Being Present In Pain

To be told that presence is the path to healing feels almost cruel when the present moment is a landscape of pain. For me, fibromyalgia turns my body into a storm—prickles on my skin, radiating aches, joints that feel bruised and rusted. The chaos within mirrors the chaos around me, making it hard to find a place to rest, to breathe, to just be.

Where is the oil for these rusted joints? Where is the salve for this endless ache? My here and now feels like it is in shambles, scattered across the jagged edges of pain that make each moment feel uninhabitable.

They say to focus on breathing, to let the inhale and exhale anchor me to the now. But how can I be present when the present hurts so much? Breathing feels impossible when pain screams louder than the soft whispers of peace that mindfulness promises.

And yet, in the rare moments when I can breathe—when I can focus not on escaping the pain but on softening around it—I find something surprising. Not relief, not joy, but a kind of acceptance. Not of the pain itself, but of my resilience. In those moments, I don’t judge myself for struggling. I don’t blame my body for what it can’t do. Instead, I honor it for continuing, for surviving this storm one breath at a time.

The practice of presence isn’t easy for someone like me.
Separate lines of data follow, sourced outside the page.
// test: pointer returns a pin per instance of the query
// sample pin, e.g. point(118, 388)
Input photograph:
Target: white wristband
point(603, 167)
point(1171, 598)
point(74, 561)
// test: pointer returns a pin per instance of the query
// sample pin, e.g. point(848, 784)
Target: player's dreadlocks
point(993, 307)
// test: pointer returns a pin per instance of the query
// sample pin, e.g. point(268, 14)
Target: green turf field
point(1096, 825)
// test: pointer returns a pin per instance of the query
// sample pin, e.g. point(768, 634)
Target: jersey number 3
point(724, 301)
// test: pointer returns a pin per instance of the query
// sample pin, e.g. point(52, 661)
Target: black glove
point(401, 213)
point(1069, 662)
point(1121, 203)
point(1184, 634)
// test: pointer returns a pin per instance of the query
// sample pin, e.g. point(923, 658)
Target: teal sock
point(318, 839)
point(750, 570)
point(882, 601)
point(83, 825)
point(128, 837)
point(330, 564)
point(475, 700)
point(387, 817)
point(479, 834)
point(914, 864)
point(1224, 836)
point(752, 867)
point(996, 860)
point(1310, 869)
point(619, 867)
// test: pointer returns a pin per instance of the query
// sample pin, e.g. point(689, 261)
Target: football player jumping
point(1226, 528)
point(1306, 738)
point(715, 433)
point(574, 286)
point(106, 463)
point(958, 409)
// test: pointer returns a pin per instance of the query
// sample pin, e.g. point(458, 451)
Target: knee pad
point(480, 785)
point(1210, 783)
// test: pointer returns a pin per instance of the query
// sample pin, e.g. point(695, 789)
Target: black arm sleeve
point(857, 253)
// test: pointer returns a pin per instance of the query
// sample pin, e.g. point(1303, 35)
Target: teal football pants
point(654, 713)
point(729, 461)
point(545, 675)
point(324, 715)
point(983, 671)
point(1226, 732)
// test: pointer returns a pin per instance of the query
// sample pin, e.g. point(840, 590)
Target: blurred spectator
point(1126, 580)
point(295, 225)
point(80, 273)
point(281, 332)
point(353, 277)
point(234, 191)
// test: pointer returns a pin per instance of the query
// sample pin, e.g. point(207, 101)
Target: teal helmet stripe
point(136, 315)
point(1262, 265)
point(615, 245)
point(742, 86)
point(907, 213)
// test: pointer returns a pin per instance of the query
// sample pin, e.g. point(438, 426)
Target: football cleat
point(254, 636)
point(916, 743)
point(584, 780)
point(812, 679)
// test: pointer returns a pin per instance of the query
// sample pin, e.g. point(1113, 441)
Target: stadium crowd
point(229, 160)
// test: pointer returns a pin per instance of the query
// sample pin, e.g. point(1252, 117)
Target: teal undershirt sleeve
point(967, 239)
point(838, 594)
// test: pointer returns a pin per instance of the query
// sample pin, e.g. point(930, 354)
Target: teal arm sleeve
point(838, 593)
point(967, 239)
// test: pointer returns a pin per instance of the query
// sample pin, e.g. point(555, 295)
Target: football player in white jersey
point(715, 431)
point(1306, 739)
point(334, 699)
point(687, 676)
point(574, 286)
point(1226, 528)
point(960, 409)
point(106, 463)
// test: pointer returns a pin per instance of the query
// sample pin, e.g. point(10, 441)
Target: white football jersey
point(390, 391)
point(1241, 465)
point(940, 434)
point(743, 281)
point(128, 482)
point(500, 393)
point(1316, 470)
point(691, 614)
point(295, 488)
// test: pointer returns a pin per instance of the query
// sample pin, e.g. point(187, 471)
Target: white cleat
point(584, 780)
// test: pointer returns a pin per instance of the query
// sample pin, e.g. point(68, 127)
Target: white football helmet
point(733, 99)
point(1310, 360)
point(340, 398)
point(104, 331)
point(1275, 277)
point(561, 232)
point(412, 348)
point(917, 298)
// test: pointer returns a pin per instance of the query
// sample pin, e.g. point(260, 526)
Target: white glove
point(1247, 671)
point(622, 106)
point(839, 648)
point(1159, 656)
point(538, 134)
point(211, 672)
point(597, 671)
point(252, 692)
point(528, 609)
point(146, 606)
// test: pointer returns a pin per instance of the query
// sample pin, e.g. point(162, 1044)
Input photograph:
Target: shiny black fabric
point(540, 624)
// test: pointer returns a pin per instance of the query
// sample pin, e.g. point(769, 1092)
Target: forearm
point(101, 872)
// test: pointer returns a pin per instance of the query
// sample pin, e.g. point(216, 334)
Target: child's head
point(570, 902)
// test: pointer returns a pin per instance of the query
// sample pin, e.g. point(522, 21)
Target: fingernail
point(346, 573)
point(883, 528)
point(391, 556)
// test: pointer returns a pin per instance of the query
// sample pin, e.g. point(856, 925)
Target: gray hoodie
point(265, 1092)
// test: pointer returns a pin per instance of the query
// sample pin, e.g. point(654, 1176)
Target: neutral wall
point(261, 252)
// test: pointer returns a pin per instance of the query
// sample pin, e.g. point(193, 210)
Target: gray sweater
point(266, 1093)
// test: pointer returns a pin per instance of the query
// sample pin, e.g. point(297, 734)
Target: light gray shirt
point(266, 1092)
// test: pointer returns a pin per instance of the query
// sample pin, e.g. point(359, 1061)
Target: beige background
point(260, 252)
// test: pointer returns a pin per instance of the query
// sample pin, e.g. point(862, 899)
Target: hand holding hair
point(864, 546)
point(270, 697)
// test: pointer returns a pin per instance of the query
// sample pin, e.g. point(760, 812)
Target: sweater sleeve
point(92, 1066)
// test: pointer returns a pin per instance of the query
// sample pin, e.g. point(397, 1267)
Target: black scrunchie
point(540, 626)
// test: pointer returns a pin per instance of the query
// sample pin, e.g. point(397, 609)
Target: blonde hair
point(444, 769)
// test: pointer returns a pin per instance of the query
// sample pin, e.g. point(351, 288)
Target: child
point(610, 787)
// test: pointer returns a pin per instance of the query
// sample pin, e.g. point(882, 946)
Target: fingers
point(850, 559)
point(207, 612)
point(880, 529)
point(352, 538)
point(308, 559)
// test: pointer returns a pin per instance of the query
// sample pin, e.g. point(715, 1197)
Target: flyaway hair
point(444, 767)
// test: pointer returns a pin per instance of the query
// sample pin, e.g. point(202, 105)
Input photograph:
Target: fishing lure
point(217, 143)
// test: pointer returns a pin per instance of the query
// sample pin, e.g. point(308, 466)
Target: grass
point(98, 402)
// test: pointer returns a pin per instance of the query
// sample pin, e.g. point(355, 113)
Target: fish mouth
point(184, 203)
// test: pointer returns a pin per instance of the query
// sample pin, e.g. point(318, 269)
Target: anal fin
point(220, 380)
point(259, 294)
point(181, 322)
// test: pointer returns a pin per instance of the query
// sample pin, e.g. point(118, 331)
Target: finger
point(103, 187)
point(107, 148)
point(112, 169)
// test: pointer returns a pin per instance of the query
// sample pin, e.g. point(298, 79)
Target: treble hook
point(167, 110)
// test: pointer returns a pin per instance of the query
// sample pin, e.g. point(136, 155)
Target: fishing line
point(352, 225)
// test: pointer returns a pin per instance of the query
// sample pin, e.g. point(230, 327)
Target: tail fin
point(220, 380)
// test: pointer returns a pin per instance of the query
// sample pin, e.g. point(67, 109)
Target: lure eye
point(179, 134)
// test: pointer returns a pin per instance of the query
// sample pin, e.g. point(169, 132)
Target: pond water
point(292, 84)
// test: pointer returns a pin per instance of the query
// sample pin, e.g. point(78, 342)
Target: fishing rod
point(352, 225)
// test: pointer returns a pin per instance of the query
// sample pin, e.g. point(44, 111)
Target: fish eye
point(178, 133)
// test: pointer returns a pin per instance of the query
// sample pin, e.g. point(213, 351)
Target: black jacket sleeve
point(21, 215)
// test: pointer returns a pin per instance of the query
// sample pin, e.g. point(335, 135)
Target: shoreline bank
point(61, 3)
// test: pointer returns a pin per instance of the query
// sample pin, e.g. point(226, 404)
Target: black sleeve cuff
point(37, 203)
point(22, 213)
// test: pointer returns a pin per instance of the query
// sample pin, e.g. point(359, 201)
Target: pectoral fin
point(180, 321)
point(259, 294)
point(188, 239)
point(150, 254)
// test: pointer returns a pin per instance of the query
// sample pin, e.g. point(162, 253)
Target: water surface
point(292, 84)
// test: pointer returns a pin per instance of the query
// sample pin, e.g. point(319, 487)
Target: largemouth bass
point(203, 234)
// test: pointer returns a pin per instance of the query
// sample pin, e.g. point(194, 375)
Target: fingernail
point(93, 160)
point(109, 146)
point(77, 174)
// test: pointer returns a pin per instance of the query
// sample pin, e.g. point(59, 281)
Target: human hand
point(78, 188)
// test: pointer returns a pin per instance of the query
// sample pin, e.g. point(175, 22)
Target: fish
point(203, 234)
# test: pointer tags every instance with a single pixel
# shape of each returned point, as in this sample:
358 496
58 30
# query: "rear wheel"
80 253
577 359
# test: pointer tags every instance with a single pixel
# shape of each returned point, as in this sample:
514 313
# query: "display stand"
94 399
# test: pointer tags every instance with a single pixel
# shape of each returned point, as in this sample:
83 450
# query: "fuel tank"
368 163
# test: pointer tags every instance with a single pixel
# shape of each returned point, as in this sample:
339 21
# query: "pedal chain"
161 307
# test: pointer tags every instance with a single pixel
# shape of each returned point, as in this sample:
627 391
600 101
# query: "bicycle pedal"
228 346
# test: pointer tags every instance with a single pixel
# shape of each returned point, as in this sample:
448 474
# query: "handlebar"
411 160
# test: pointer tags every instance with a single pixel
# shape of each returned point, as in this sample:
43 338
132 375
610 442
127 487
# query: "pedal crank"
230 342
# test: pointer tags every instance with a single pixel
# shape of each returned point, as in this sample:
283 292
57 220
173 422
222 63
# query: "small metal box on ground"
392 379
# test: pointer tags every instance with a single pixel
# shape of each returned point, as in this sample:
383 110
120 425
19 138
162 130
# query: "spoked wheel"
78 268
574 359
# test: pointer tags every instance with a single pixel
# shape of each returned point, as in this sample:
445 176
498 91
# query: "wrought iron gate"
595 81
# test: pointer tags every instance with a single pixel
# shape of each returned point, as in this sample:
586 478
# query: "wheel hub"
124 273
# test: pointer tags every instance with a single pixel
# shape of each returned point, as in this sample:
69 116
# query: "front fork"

It’s messy and incomplete, interrupted by the sharp reality of pain. But maybe it doesn’t have to be perfect. Maybe presence is simply returning to the breath, even after the hundredth distraction. Maybe it’s allowing myself to feel the pain without letting it define me. Maybe it’s learning to inhabit this broken, aching now with the gentleness I so desperately need.

If the present is where healing begins, then let it start small. One breath, one moment of grace, one acknowledgment that I am still here—despite it all.